Key Features Of Asphalt Shingle Roofs

asphalt shingle roof

Asphalt is not the only material used in making asphalt shingles. Depending on the manufacturer, shingle components vary. Many of them contain cement fillers and mineral fiber. However, the asphalt content in most shingles falls between 5 to 35 percent.

Generally, these are the key features that the asphalt shingle roof should have:

1. Underlayment

Underlayment is a water-resistant material. It is installed directly onto the roof, and it protects the roofing system against harsh weather. The main purpose of the underlayment is to prevent water and wind infiltration. It also acts as a seal on your roof. The underlayment is one of the most important roof layers, even though it is not visible.

There are three main types of underlayment — non-bitumen synthetic asphalt, rubberized asphalt, and asphalt-saturated felt. Non-bitumen synthetic is well known for being durable and lightweight. It is made from either polyethylene or polypropylene fibers. It is highly moisture-resistant and is widely used due to its resistance and strength against pests and other elements. Rubberized asphalt is used for all types of applications. This rubber-like material is hard and resilient. It is a type of underlayment that is self-adhering, creating a tight seal for preventing water infiltration in the deck. Asphalt-saturated felt is made from organic fiberglass materials. Although this underlayment is water-resistant, it is not entirely waterproof.

2. Ice And Water Barrier

Your roof needs to be protected from damage caused by wind-driven rain and ice dams by the ice and water barrier. This barrier is a waterproof underlayment membrane. It is designed for protecting the parts of your roof most vulnerable to water and ice damage.

The back surface of this material is made with modified bitumen adhesive.

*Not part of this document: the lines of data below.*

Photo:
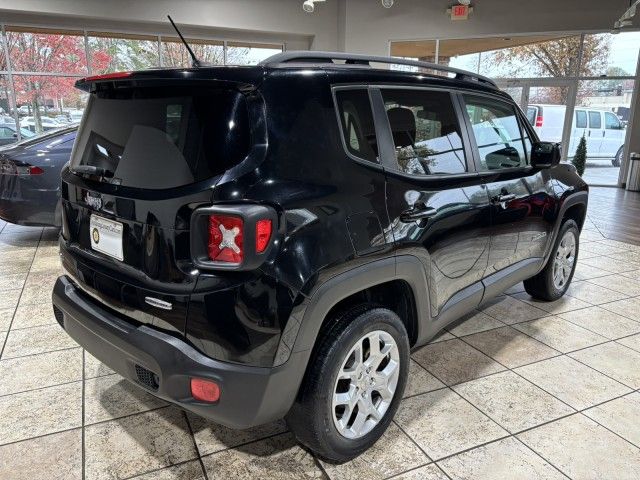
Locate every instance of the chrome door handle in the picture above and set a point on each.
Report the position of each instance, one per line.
(419, 211)
(507, 197)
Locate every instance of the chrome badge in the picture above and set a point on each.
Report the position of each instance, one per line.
(156, 302)
(93, 202)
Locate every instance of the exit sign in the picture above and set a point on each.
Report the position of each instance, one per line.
(459, 12)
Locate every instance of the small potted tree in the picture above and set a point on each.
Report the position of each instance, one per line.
(580, 158)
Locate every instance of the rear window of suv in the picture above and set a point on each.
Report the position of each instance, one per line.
(157, 138)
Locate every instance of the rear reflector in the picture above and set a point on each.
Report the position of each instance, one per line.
(263, 234)
(225, 239)
(205, 390)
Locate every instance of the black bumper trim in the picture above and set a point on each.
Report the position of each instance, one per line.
(250, 396)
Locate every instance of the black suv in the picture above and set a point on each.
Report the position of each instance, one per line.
(263, 242)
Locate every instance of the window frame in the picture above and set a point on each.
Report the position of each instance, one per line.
(341, 132)
(523, 125)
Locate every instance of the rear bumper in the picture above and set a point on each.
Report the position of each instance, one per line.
(250, 396)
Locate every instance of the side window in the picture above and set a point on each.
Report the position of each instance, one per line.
(426, 132)
(581, 119)
(611, 122)
(356, 119)
(595, 120)
(498, 134)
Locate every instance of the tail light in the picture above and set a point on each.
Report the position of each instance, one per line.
(235, 237)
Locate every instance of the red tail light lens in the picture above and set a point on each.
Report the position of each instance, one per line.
(205, 390)
(225, 239)
(263, 235)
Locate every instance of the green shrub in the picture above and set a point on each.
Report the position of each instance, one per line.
(580, 158)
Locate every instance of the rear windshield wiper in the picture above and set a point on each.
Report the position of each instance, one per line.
(92, 170)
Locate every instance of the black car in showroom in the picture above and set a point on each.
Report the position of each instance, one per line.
(268, 242)
(30, 177)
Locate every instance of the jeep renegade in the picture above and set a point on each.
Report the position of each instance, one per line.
(266, 242)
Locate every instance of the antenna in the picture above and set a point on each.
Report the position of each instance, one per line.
(195, 62)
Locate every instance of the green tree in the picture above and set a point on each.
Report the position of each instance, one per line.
(580, 158)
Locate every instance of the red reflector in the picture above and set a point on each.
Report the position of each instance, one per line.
(263, 234)
(205, 390)
(225, 239)
(107, 76)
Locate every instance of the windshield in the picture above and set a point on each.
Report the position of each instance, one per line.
(155, 138)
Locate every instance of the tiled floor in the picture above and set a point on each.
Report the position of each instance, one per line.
(523, 389)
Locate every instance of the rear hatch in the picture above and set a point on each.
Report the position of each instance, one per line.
(149, 151)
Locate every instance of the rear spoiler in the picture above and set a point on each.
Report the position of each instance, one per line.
(238, 78)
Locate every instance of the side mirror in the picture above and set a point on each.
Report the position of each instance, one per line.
(545, 154)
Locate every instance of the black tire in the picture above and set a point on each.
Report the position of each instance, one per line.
(311, 417)
(542, 285)
(617, 160)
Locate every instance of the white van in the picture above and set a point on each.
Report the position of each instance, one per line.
(602, 128)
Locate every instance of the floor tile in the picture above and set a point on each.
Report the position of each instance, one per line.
(593, 294)
(34, 315)
(39, 412)
(572, 382)
(94, 367)
(186, 471)
(212, 437)
(9, 298)
(560, 334)
(563, 304)
(274, 458)
(428, 472)
(506, 459)
(618, 283)
(394, 453)
(112, 397)
(616, 361)
(629, 307)
(510, 347)
(473, 323)
(38, 371)
(621, 416)
(29, 341)
(57, 456)
(584, 450)
(6, 316)
(454, 361)
(420, 381)
(631, 342)
(137, 444)
(602, 322)
(510, 310)
(443, 423)
(511, 401)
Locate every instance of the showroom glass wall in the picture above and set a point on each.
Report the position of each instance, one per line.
(569, 86)
(39, 66)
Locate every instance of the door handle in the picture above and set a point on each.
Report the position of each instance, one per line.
(418, 212)
(506, 197)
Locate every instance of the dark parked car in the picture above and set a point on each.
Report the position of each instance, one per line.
(30, 178)
(271, 241)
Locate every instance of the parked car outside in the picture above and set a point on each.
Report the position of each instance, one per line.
(9, 133)
(30, 178)
(270, 242)
(603, 130)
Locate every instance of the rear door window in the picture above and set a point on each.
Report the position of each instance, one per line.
(157, 138)
(426, 132)
(595, 120)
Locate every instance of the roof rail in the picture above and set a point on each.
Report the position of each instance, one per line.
(307, 56)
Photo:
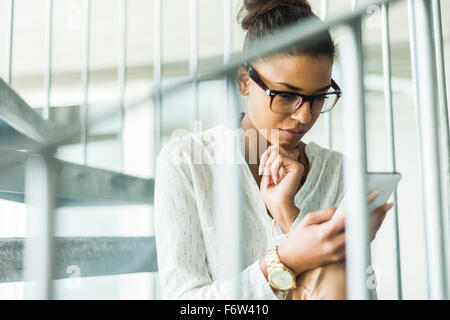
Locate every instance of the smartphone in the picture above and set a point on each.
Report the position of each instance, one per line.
(386, 182)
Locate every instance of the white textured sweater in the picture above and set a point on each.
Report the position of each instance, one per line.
(184, 206)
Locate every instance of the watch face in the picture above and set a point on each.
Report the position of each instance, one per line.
(281, 279)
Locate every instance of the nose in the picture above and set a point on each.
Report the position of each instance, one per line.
(303, 113)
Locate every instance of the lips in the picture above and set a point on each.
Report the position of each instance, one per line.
(293, 134)
(295, 130)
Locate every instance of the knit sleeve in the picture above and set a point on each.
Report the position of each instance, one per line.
(181, 253)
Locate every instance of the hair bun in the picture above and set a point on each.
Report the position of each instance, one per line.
(255, 8)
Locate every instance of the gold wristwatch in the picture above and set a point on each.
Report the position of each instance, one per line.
(280, 277)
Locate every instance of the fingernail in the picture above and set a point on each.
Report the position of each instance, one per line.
(374, 194)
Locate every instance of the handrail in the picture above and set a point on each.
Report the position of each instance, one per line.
(300, 31)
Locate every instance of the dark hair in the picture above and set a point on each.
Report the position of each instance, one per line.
(264, 17)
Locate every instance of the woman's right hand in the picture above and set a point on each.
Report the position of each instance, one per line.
(315, 241)
(318, 240)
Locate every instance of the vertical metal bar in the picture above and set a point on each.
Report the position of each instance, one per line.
(193, 58)
(413, 45)
(387, 70)
(232, 244)
(85, 79)
(356, 221)
(444, 120)
(230, 196)
(39, 246)
(10, 41)
(122, 75)
(157, 66)
(328, 124)
(157, 115)
(429, 148)
(48, 58)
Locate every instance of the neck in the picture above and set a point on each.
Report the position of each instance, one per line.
(261, 143)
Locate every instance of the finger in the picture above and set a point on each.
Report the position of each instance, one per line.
(269, 180)
(282, 173)
(275, 168)
(266, 168)
(373, 195)
(263, 160)
(339, 240)
(291, 153)
(337, 224)
(320, 216)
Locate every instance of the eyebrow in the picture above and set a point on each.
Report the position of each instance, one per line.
(287, 85)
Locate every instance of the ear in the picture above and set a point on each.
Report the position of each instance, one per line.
(243, 81)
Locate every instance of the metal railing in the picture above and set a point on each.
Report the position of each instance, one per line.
(428, 70)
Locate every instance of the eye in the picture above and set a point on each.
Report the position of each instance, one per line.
(288, 96)
(321, 97)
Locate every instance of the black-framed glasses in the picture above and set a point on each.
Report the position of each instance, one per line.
(287, 102)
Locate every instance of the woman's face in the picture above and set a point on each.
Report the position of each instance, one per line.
(299, 74)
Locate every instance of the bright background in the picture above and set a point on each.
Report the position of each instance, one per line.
(103, 151)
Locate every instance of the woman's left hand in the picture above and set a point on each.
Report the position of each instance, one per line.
(282, 174)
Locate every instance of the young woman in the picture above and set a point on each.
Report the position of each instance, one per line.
(291, 190)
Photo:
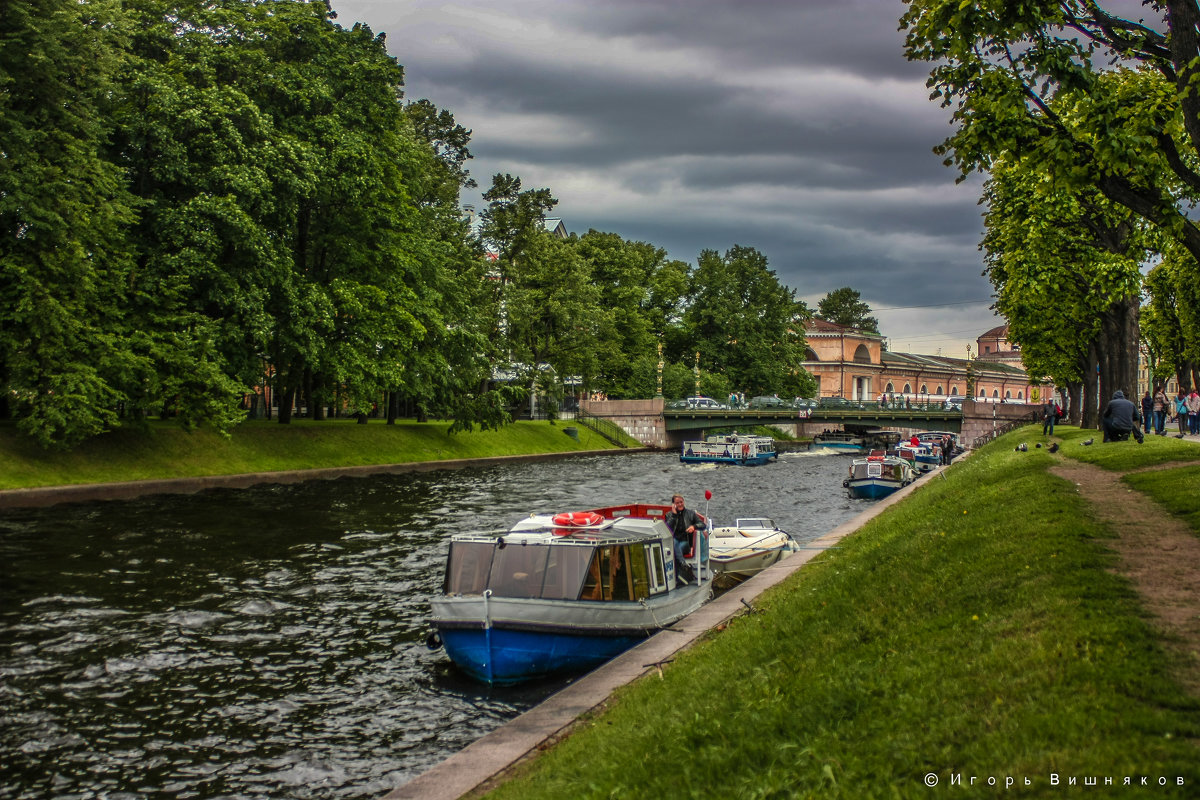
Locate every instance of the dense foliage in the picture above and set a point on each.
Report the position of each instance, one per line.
(202, 203)
(1101, 115)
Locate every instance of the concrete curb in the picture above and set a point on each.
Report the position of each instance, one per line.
(48, 495)
(480, 765)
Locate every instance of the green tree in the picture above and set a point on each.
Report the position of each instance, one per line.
(1171, 318)
(845, 307)
(640, 294)
(1056, 262)
(64, 217)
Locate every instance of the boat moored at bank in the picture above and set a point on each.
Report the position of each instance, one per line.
(745, 548)
(877, 476)
(839, 441)
(564, 593)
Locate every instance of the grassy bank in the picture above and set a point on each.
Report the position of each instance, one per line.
(163, 450)
(976, 630)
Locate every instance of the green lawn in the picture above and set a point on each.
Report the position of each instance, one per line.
(163, 450)
(975, 630)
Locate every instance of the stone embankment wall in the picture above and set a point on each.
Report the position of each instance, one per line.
(640, 419)
(981, 419)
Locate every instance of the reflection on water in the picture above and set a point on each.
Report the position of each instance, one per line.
(269, 642)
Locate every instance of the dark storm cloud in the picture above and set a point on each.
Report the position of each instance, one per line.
(797, 128)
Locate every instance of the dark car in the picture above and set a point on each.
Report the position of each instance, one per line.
(767, 401)
(838, 403)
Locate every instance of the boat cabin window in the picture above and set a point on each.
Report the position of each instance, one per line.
(617, 573)
(519, 570)
(467, 567)
(658, 569)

The top surface of this membrane is slip-resistant, giving roofers proper traction during the installation process. Leaks that happen as a result of severe weather can be prevented when your entire roof is covered with an ice and water barrier membrane.

Make sure that your attic has sufficient ventilation before using this membrane to cover your roof completely.

3. Starter Strip

The starter strip is an important component of your new roof. It is used during a roof replacement to waterproof the rake and eave edges of your home. Starter strips have different colors, but it doesn’t matter as asphalt roof shingles are laid over them. Typically, starter strips are produced in rectangular shingle shapes. Their shape makes them compatible with different styles of overlying shingles. Additionally, the material that is used in making many fiberglass reinforced asphalt shingles is also used in making starter strips. The joints between the finishing shingles are also covered by starter shingles at the eaves. This ensures that the roof protection is completely water-resistant.

The function of starter strips differs when installed at the edges of the rake. At the rake, it helps with the roof’s resistance to wind. Additionally, it gives a straight line to the roofer. This line can guide your roofer when ending every layer of the field shingles.

4. Ventilation System

The ventilation system of your roof ensures the continuous flow of air to attic spaces, allowing moist and warm air to escape from the attic. To encourage the proper circulation of air, vents of various types can be installed in different areas of your roof.

Furthermore, it is important to your roofing system that the ventilation is designed and constructed correctly. In the design, there should be enough space beneath the eaves and roof that allows for airflow and insulation.

A system that is well designed will ensure a good balance between ventilation and intake beneath the roof. This also helps in reducing energy bills as the air-conditioned air will not be able to quickly escape through the vents.

5. Hip And Ridge

The hip and ridge shingle is a feature that gives your new roof the finishing touch it needs. For weather-tight protection, experienced roofers ensure that these are installed at the system’s peak to bridge any two roof slopes. Also, for some roofing shingles to function properly, special hip and ridge shingles are needed. Hip and ridge shingles are available in a wide range of thicknesses or profiles. This variety can give your roof a more appealing visual appearance.


Now you know more about the types of asphalt shingles and the key features of asphalt shingle roofs. To avoid premature roof failure and costly repairs, make sure you (and/or your roofer) consider these features when installing a new asphalt shingle roof.